I posted a reply on the vmware community forums regarding backing up your VMWare Virtual Machines and thought it would be good to do something more thorough.
The first consideration you need to make when planning your backup strategy is to know what you are trying to protect yourself from.
This, for the most, boils down to Hardware failure or Software Corruption.
The simple solution to protect against hardware failure is a RAID 1 or higher setup. This creates, in a RAID 1 setup, a exect mirror of the drive. If one goes down, you can rebuild the mirror off of the still working drive.
This however, does not protect you from software corruption. Because the mirroring process is near real-time (write caching delays, etc.) if your OS is corrupted, chances are both copies on the mirror are going to have the same corruption.
To protect against software corruption you have a variety of choices which all depend on your particular setup and budget. I am going to focus on the likely scenario of a home user with limited funds to purchase hardware/software and happen to be running a linux host. (BTW.. if you are running Windows, you are throwing away a serious chunk of your hardware resources to your host OS.)

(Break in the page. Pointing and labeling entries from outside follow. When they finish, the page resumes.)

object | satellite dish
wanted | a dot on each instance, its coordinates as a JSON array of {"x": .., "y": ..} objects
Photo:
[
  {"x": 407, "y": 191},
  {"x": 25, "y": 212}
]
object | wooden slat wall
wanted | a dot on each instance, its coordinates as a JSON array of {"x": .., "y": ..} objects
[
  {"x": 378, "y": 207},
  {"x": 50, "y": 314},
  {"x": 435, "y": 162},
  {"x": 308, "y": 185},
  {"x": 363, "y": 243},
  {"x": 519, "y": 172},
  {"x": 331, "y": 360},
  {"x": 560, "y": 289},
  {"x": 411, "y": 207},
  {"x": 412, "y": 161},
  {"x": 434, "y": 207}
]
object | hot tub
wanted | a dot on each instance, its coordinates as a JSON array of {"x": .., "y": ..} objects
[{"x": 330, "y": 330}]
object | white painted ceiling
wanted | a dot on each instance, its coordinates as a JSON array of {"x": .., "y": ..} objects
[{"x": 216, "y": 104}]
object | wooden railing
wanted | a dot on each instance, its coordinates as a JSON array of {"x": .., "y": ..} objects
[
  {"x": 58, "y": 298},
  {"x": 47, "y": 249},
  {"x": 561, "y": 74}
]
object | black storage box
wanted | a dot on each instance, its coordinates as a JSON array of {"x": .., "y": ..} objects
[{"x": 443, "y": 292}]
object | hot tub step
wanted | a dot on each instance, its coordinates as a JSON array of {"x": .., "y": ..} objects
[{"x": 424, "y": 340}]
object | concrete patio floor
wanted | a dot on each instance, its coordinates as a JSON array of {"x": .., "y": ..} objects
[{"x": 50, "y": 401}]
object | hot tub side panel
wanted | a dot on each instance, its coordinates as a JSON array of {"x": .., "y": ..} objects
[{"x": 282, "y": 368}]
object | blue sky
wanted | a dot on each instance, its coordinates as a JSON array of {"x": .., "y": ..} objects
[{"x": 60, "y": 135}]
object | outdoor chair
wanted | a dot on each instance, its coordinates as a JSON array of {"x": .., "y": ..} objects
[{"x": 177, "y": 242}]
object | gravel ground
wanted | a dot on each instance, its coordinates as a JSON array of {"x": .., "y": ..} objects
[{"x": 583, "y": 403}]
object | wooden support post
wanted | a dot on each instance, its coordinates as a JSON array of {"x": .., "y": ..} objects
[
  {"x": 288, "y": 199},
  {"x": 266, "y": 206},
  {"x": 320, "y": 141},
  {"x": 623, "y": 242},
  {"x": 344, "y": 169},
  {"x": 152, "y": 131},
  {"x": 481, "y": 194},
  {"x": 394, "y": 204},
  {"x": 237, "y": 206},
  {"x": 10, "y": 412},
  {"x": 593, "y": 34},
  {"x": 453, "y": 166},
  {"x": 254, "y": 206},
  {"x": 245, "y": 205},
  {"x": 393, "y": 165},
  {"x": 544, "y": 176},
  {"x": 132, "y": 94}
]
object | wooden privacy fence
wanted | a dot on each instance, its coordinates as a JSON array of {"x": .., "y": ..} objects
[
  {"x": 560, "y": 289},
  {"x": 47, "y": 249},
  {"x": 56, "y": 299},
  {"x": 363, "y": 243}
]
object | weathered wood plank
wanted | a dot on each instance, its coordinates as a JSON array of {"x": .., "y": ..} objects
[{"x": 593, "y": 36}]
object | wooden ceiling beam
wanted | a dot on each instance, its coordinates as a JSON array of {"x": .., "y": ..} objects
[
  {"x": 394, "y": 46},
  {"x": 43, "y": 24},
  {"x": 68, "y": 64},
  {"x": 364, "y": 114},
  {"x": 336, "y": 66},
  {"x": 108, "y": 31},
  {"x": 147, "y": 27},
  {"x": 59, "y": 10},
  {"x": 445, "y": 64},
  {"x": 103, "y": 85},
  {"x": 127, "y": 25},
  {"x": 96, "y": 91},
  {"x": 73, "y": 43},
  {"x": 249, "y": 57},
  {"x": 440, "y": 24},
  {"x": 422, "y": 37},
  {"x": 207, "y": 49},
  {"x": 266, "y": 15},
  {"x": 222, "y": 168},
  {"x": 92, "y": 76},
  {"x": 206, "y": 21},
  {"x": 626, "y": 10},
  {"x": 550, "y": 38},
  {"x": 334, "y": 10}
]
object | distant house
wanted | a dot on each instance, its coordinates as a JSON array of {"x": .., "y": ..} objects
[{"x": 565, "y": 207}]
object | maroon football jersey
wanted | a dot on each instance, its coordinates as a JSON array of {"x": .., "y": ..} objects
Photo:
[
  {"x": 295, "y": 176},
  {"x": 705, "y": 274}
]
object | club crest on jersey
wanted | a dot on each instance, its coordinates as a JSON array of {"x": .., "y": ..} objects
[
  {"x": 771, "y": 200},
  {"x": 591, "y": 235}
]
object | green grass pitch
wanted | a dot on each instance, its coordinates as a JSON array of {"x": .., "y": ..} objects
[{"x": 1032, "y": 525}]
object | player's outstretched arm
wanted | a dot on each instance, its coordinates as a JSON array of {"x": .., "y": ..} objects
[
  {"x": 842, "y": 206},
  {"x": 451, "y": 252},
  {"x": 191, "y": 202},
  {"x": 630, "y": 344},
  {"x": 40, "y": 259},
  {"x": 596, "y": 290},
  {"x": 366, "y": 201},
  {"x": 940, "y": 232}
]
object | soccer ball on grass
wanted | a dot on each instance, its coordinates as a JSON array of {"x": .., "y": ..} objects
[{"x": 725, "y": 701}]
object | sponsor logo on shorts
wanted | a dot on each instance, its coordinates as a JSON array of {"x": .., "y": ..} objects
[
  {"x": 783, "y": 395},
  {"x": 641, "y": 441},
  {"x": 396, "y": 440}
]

Since the files that represent your virtual machines are in use cause your VM is powered on, you can not copy them directly. Doing so would dramatically increase the risk of corruption due to write caching in the VM as well as when you bring your backup online the guest will think it did not have a proper shutdown.
This means you need to have the files NOT in use. Since a good backup is one that runs automatically, a GUI is not going to be a good choice. The good people at VMWare thought of that and provided a console tool to manage VMs called “vmrun”.
vmrun can perform the majority of tasks, if not all, I have not really looked into it too much, that you can from a GUI or the craptastic WebUI of Server 2.
The command you are looking for in particular is:
vmrun -h https://hostname:443/sdk -T server -u user -p "password" suspend /path/to/myvm/myvm.vmx
to suspend it and
vmrun -h https://hostname:443/sdk -T server -u user -p "password" start /path/to/myvm.vmx
to bring it back up. Running this command places your VM in a safe state to copy the files that make up its virtual environment.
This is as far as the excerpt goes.